Un documento del Tribunal de Justicia Popular, enviado a Martin Bormann y presentado a Hitler el 4 de diciembre de 1944, pieza que se ha encontrado recientemente, subrayaba mi derrotismo y mencionaba el «caso» de «Sobre los acantilados de mármol». Al leer esta carta comprendí por qué el mariscal Keitel y otros miembros del partido habían exigido entonces que presentara la dimisión del Ejército: era una maniobra para que me pudiera juzgar, no un Tribunal de guerra, sino el «Volksgericht», la autoridad política suprema del nacionalsocialismo... Pero Hitler -que tenía, sin duda, otras preocupaciones muy distintas- había dado la orden de abandonar (¿provisionalmente?) el caso...          
-Usted conoció bien a Heidegger. «El Trabajador» ejerció influencia sobre su pensamiento. ¿Cómo comprender su compromiso de 1933?
-Sólo he conocido a un hombre que me haya producido una impre­sión tan mágica como él: Picasso.
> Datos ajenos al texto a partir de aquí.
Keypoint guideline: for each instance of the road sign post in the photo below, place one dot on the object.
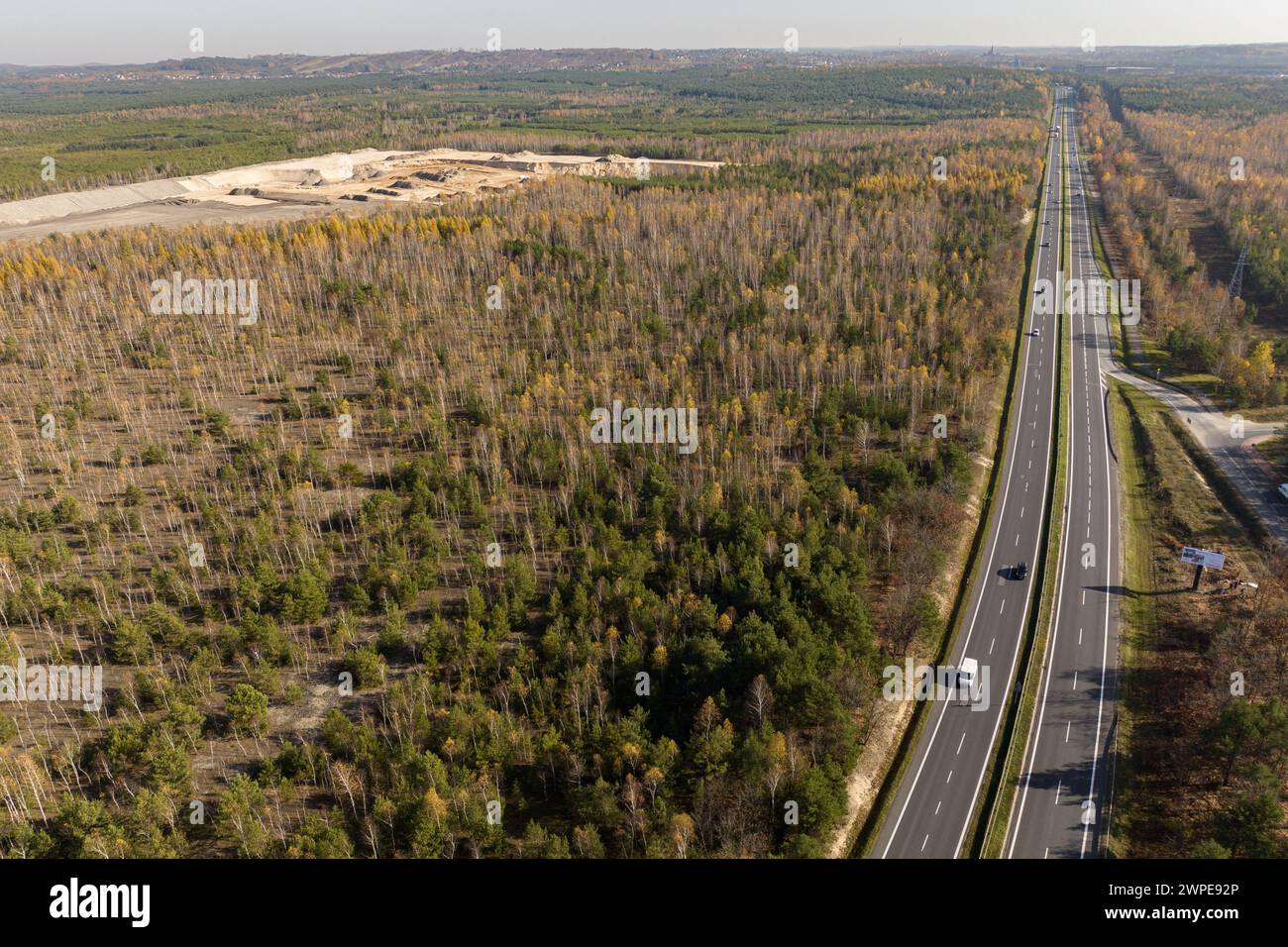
(1202, 560)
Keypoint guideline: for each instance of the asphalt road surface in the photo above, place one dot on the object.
(1060, 808)
(931, 809)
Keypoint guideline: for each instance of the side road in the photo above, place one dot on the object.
(1231, 442)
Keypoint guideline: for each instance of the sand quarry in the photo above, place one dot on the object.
(286, 189)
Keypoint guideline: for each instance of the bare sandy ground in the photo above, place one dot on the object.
(303, 187)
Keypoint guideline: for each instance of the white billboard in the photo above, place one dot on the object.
(1203, 557)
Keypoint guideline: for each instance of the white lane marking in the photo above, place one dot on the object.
(1059, 602)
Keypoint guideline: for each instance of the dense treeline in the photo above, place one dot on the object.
(661, 655)
(125, 132)
(1189, 315)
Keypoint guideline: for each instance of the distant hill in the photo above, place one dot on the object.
(1269, 58)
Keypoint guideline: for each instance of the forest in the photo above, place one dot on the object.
(1159, 145)
(364, 583)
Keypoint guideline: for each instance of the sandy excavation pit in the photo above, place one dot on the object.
(284, 189)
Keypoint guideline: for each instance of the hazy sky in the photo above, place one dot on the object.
(120, 31)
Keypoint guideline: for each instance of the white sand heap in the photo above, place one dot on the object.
(365, 175)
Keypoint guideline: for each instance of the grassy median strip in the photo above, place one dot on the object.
(876, 815)
(1137, 471)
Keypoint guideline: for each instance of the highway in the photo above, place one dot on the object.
(931, 809)
(1060, 808)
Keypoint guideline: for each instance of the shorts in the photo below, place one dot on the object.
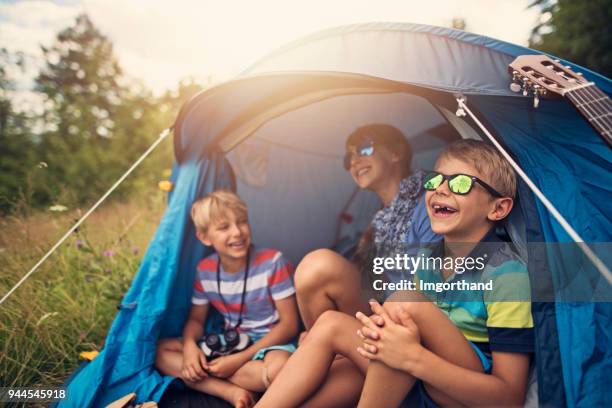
(418, 396)
(289, 347)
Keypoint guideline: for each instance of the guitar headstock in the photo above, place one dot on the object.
(538, 75)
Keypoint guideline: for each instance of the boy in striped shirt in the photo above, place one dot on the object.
(252, 288)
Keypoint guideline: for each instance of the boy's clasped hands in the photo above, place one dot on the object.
(395, 342)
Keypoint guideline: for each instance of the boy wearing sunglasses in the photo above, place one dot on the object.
(446, 351)
(471, 348)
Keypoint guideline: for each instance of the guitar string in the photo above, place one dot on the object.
(602, 100)
(599, 114)
(587, 99)
(604, 110)
(590, 112)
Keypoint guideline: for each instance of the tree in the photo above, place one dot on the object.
(98, 122)
(576, 30)
(82, 96)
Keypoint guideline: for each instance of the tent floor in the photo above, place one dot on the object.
(176, 398)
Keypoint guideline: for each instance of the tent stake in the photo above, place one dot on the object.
(161, 137)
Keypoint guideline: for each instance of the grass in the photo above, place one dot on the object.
(67, 305)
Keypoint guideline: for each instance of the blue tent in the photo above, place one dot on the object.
(276, 133)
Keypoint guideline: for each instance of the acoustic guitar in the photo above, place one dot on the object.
(540, 76)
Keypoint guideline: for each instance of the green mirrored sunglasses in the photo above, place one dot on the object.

Con Heidegger ocurría verdadera­mente algo. Nada comparable se ha intentado desde los griegos. Tomó partido en 1933 y pronto dio marcha atrás... No era más nazi ni antisemi­ta que usted o que yo... Me envió, cuando cumplí sesenta años, su carta sobre el nihilismo, que he co­locado en una vitrina al lado de una carta de Sade escrita en la Bastilla y del manuscrito de «La máquina infernal», que me regaló Jean Cocteau después de leer «Sobre los acantilados de mármol»...
-¿Ha seguido usted la polémica que se ha entablado a propósito de Heidegger?
-De bastante lejos. Es más fácil atacar a un hombre que tomarse el trabajo de comprender una situación. Para mí, la política era una tri­fulca, una reyerta, que observaba y experimentaba sobre el terreno en Berlín. En aquella época quizá ha­bría dado la bienvenida a una revo­lución nacional, incluso nacionalista, pero no, lo repito, con aquella gen­te. Heidegger, en Friburgo, no tenía ninguna experiencia directa de la vida política. Se puede incluso decir que en este aspecto era un inge­nuo. La polémica que se ha enta­blado no está a su nivel, con unas cuantas excepciones. Un libro de François Fédier que me han mandado de Francia dice cosas muy acertadas sobre este tema. Me parece además irrisoria esa saña por excavar en todo lo que un hombre ha podido escribir, decir o pensar a lo largo de su vida... ¿Quién es capaz de saber cómo interpretarán, dentro de cincuenta años, la entrevista que. tenemos en este momento?... Esa polémica demuestra en todo caso, desconocimiento del hombre e incomprensión de su pensamiento.
Cuando Heidegger murió, en mayo de 1976, fui a Messkirch con un pequeño ramillete de flores. Su mujer hizo abrir el féretro: el rostro de Heidegger era magnífico, muy presente. Deposité mi ramo en el ataúd y volvieron a cerrarlo. Su pensamiento se mantendrá en pie probablemente dentro de tres mil años.
- ¿Cuál es la cosa de su vida de la que se siente más orgulloso o que le ha dado más alegría?
-No lo repita usted: puede que haber visto en manuales de entomología ciertas mariposas y coleópteros que llevan mi nombre. Una admiradora de mi libro «Cazas sutiles» me llegó a regalar una corbata sobre la que están pintadas a mano dos de aquéllas.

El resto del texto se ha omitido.